Белая лестница — страница 18 из 68

И много еще подобного рода обещаний расточал хозяин.

Время подвигалось к утру. А обещанный коммунист не приходил.

Помещик в синей поддевке допился и доплясался до того, что пластом лежал на скамье, и мужики поливали его водой. Белоусый приятель Кропило хоть и пил, но не пьянел. Художник же был до того убаюкан дорогой, кабаком, самогоном, пляской, криками, что не понимал, зачем он здесь, что надо делать, и хотел только одного: пусть бы тут гремели, выли, плясали, дрались, а ему бы только выйти на свежий воздух. Временами он чуть-чуть прояснялся и тогда спрашивал приятеля: «А где же монархический заговор?..» Приятель отвечал: «А тебе этого мало? Это, по-твоему, не заговор? Уж не собираешься ли ты их оправдывать? Смотри: если ты монархист, то и по тебе стенка поплачет!»

Мужики довольно ласково приподняли тушу помещика в синей поддевке и понесли вон из избы на ночевку. Ночевал он поочередно у своих покровителей-мужиков. А таких покровителей у него было немало и в этом селе и в соседних. Любили его за веселый нрав, за пьяную теплую ласковость, за пляску.

Кропило не помнит, как он вышел, как уселся с приятелем на трясучую телегу и как доехали до Москвы. Приятель внушил ему основательно, что ту бумажку, которую он найдет у себя в кармане, он должен будет передать советским властям. Это будто бы очень важная бумажка: перехваченное письмо монархистов немецких князю, который жил в этом кабачке.

* * *

Письмо было написано по-французски. Вот его перевод:

«Монархической организации в России.

Ваше сиятельство!

Действия, предпринятые нами в интересах измученной царской семьи, приносят уже свои плоды. Мы убеждены, что вы, ваше сиятельство, также состоите в рядах борцов. Денно и нощно мы находимся в непосредственных сношениях с лицом, принадлежащим к высочайшему двору, и с германской аристократией. Ввиду этого я беру на себя смелость обратиться к вашему сиятельству с следующей просьбой: не угодно ли вам снестись в этом направлении с главой нашей организации в Петрограде, чей адрес мы могли бы переслать вам недели через две.

Льстим себя надеждой, что будущее наше не менее близко сердцу нашего сиятельства. Благоволите принять привет нашей возлюбленной царской семьи.

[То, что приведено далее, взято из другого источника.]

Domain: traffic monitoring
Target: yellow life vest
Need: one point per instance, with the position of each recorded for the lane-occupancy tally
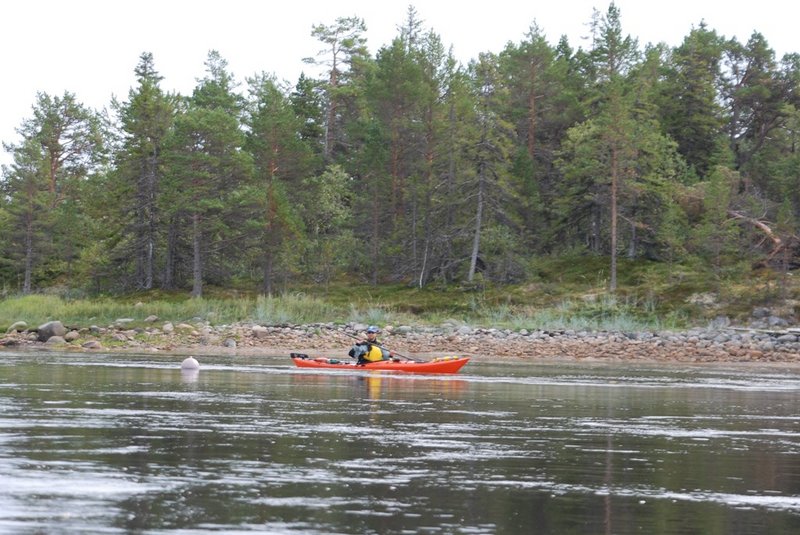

Министр двора, начальник главной организации Омск — Тобольск».

Это письмо Кропило перечитал несколько раз, прежде чем с ним поступить так, как рекомендовал ему сосед, то есть отправить его властям, присовокупив, как внушал ему все время сосед, что в этой монархической организации принимает участие и один из виднейших советских работников.

Решив сначала еще раз переговорить с соседом, Кропило стукнулся к нему. Соседа не оказалось дома. Мучительно вспомнил Кропило, что у соседа на руках осталось его прошение царю. Кто его знает, как может употребить его такой ловкий человек, как сосед… Недаром же он целую монархическую организацию открыл. Может быть, он даже чекист. Кропило подумал, что он сделает хорошо, если поступит по совету своего соседа.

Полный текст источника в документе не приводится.